II. Vorangegangene Sicherheitsgespräche nach dem Kooperationsgebot

Im Vorfeld gab es mehrfache Sicherheitsgespräche zwischen dem Anmelder, dem Anwält*innenKollektiv und der Polizei, mit dem Ziel die Veranstaltung zu schützen, wie rechtlich vorgesehen, und die Veranstaltung störungsfrei abzuhalten. Diese Gespräche sind sehr gut verlaufen, wir hatten zu keinem Zeitpunkt Anlass von Verbots- oder Beschränkungsabsichten auszugehen und dass trotz des Drucks aus Politik und Medien.

Noch am Morgen des Kongresses am 12.4.2024 wurde das Programm und die darin vorgesehenen Redner*innen mit der Polizei besprochen und bestätigt. Die polizeilichen Maßnahmen die dann während des Kongresses angeordnet worden sind, glichen daher einer Überrumpelung und stehen im Widerspruch zum Kooperationsgebot.
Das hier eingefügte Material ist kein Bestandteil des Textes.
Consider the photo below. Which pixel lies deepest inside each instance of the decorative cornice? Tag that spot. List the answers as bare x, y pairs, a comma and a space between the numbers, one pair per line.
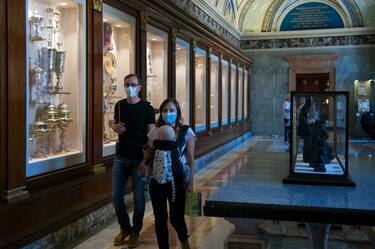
309, 42
208, 16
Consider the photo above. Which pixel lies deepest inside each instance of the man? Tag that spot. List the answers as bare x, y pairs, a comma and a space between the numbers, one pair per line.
134, 118
286, 111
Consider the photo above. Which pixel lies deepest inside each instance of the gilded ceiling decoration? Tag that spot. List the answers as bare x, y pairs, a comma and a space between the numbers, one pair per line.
279, 15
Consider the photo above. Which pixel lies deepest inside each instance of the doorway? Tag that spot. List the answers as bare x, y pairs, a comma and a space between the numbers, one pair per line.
317, 82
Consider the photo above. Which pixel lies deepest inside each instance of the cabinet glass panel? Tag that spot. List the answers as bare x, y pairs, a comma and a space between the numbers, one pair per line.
225, 87
200, 89
183, 77
319, 144
118, 49
240, 94
56, 92
246, 95
233, 97
157, 65
214, 93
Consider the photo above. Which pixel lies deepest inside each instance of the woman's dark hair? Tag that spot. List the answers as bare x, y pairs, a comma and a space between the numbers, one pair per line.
160, 121
135, 76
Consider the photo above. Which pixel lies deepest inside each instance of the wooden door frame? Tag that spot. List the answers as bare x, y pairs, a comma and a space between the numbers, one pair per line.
310, 64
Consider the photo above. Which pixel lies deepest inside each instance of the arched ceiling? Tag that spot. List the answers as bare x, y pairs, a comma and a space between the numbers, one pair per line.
250, 16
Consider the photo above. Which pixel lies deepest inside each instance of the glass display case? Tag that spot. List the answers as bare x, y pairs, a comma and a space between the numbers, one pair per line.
200, 89
246, 94
157, 65
118, 49
183, 78
214, 93
240, 94
225, 87
56, 92
233, 93
319, 138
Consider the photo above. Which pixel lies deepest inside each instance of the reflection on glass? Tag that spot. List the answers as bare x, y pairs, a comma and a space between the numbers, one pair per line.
233, 93
157, 65
246, 97
56, 112
183, 77
319, 133
225, 87
240, 94
200, 89
118, 61
214, 93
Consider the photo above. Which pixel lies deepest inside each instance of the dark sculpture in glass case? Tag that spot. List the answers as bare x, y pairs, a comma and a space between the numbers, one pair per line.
316, 150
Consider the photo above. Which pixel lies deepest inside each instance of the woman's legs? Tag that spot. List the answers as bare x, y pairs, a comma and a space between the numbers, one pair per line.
158, 194
177, 211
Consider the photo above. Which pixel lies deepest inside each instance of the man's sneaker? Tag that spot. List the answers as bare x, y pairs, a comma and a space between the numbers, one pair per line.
120, 239
185, 245
133, 240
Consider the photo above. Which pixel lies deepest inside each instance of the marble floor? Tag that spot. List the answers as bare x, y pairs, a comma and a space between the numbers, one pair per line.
211, 233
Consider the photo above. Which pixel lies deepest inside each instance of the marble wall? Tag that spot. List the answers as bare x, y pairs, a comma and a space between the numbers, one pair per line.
269, 80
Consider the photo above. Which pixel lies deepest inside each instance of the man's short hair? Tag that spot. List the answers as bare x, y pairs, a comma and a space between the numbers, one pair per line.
133, 75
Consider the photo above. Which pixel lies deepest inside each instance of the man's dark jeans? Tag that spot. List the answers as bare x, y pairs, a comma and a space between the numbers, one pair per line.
121, 170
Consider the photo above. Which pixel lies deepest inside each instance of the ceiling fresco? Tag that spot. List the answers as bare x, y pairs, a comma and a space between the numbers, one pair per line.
250, 16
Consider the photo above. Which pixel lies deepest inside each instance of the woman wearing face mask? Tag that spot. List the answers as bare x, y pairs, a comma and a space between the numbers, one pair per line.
161, 182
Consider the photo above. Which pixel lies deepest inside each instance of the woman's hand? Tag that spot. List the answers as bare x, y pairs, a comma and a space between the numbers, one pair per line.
142, 168
119, 128
191, 186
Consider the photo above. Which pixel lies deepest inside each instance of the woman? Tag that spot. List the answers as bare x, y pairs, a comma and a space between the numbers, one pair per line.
161, 186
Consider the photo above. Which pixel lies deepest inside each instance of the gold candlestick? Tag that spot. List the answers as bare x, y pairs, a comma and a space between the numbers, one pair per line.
63, 123
51, 121
39, 128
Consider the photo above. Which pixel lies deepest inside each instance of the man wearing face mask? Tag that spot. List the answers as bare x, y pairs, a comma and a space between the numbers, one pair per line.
134, 118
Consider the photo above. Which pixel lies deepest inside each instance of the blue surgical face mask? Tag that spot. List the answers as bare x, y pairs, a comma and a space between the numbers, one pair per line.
169, 117
131, 91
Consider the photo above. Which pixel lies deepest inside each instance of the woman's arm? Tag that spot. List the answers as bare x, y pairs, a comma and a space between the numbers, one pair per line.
189, 154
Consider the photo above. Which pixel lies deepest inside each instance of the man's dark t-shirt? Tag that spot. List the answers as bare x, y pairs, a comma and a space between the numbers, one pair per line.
136, 117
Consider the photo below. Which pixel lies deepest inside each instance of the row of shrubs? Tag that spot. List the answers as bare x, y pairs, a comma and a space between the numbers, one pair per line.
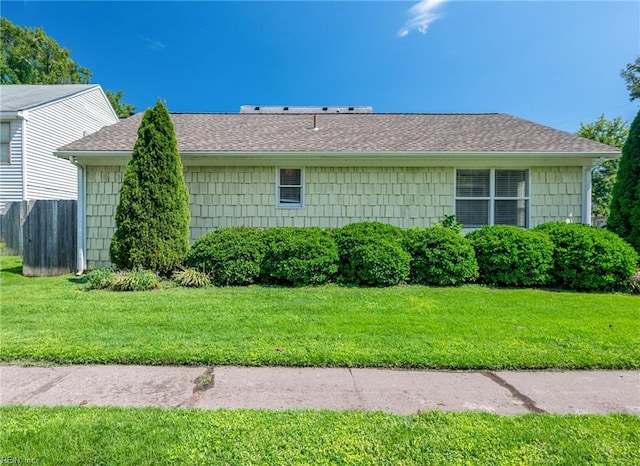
571, 256
568, 256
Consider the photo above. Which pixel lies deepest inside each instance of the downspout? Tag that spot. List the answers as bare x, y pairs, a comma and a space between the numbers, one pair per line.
81, 227
23, 116
587, 189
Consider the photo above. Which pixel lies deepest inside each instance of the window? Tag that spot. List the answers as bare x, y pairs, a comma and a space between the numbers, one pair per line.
289, 190
5, 139
492, 197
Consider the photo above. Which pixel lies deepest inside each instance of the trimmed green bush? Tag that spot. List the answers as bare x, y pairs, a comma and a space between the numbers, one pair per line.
588, 258
371, 254
624, 218
440, 257
299, 256
512, 256
378, 263
230, 256
191, 278
152, 218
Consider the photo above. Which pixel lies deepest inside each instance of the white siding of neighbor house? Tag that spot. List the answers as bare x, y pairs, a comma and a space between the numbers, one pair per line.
334, 196
52, 126
11, 173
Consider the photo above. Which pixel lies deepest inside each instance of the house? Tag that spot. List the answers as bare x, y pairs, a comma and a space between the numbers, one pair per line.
327, 167
37, 119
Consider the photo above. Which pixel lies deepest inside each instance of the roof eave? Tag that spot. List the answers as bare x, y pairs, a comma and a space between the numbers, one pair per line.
245, 158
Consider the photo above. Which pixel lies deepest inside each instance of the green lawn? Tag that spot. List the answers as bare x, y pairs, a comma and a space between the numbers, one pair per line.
52, 320
82, 435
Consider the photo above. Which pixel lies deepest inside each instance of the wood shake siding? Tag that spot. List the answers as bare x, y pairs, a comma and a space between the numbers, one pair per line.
11, 173
334, 196
49, 177
556, 194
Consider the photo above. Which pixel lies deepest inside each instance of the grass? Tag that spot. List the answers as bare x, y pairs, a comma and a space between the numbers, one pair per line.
52, 320
83, 435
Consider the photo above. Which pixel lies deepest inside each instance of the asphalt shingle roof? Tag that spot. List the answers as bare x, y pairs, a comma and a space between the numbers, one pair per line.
16, 97
350, 133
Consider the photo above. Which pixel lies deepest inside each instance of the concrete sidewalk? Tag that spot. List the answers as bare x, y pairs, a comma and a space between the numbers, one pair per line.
397, 391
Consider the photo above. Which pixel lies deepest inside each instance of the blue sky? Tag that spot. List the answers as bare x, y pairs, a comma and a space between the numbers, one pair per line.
554, 62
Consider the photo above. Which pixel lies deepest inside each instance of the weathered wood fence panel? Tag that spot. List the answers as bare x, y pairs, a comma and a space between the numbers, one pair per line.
11, 222
47, 230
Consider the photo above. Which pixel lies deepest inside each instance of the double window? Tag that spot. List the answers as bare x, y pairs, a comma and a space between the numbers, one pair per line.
492, 197
290, 187
5, 142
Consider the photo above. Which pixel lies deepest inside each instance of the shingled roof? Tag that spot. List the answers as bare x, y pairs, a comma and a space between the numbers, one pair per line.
349, 133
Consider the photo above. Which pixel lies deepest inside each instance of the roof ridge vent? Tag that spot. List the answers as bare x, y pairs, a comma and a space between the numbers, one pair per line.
303, 109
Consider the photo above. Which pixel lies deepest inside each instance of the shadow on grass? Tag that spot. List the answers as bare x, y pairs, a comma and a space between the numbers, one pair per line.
13, 270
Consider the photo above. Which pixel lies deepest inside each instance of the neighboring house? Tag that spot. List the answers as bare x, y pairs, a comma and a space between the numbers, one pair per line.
37, 119
294, 166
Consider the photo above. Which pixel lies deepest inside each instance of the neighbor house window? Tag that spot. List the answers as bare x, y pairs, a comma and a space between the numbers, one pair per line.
289, 189
492, 197
5, 139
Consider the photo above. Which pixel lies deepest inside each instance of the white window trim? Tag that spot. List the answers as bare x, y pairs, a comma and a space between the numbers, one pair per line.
492, 197
287, 205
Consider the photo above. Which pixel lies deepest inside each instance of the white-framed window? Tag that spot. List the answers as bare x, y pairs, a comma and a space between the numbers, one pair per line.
290, 187
492, 197
5, 142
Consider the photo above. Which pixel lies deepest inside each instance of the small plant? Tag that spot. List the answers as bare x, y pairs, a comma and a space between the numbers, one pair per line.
99, 279
191, 278
135, 280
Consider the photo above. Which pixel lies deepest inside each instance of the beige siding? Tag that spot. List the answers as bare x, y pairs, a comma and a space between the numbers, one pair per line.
334, 196
11, 173
51, 127
556, 194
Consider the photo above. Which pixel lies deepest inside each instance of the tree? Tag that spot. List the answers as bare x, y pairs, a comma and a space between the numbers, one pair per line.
625, 205
29, 56
614, 133
122, 110
631, 74
152, 218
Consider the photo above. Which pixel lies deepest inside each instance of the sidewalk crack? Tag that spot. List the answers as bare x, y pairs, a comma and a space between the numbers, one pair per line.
361, 401
529, 403
202, 383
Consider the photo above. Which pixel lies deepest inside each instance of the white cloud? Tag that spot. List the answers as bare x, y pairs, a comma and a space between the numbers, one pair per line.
422, 15
153, 44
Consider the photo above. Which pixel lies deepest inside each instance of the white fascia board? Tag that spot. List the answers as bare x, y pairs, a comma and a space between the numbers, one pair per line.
65, 97
14, 115
95, 157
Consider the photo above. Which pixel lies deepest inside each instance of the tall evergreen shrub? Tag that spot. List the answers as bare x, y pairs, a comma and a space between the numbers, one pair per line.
152, 218
625, 203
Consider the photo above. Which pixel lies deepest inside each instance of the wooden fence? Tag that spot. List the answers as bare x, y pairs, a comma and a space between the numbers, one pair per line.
44, 232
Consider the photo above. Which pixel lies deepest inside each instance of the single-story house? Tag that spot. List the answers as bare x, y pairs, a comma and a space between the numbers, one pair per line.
35, 120
329, 166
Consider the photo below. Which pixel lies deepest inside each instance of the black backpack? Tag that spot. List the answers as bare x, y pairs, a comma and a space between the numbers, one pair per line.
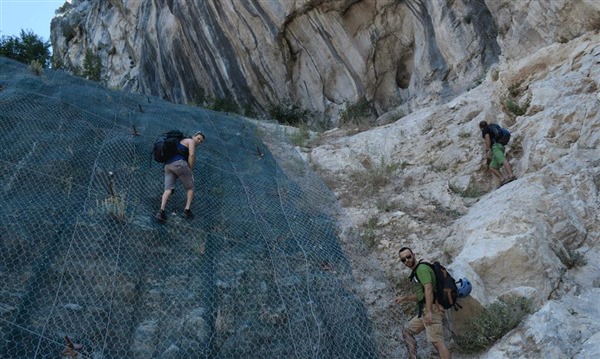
165, 146
499, 134
445, 292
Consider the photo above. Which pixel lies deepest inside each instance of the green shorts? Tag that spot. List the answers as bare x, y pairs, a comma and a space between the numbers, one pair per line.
497, 156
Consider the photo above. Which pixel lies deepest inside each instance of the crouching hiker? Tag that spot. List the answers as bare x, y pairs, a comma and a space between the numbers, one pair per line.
431, 314
496, 138
179, 165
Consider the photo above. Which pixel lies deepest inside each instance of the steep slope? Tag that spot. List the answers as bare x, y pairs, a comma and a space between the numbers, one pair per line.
426, 186
258, 273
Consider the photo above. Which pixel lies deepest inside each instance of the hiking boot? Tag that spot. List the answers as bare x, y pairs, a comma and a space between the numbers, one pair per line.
188, 214
161, 216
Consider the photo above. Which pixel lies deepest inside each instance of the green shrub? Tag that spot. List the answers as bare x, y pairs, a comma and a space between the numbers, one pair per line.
289, 114
36, 67
92, 66
493, 323
26, 48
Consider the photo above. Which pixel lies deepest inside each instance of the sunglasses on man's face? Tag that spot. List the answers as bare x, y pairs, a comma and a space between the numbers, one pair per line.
404, 259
Das Kooperationsgebot ist im Berliner Versammlungsfreiheitsgesetz verankert und Grundlage aller Gespräche zwischen Anmelder, Anwaltschaft und Polizei.

III. Polizeiliche Maßnahmen zu Beginn des Palästina Kongresses

Während des laufenden Programms wurde wenige Minuten nach Beginn des Abspielens einer im Programm bekannt gemachten Video-Botschaft von Dr. Salman Abu Sitta ( Karteograph) der Versammlungssaal von Einsatzkräften der Bereitschaftspolizei Duisburg betreten, die sich sogleich vor der Bühne aufbauten und die Unterbrechung des Videos verlangten. Zur Begründung wurde mitgeteilt, dass der Redner ein Betätigungsverbot in Berlin erhalten habe. Dieses Betätigungsverbot war dem Anmelder zuvor weder bekannt gemacht worden noch sonst bekannt gewesen. Es war nach dem Bekunden der Einsatzkräfte auch diesen gerade erst mitgeteilt worden. Nachdem zunächst die Tonspur weiterlief, wurde ohne Inanspruchnahme des hierfür mehrfach angebotenen Schlüssels im Wege der Selbstvornahme die Tür zum Betriebsraum mit Zwang geöffnet und der Strom abgeschaltet. Trotz dieses eskalativen Polizeivorgehens – der Veranstalter hätte in Kenntnis des polizeilichen Begehrens das Programm angepasst – blieb die Lage vor Ort ruhig, wurde von den Ordner*innen beruhigend auf die Teilnehmer*innen eingewirkt und kam es zu keinerlei körperlichen Auseinandersetzungen.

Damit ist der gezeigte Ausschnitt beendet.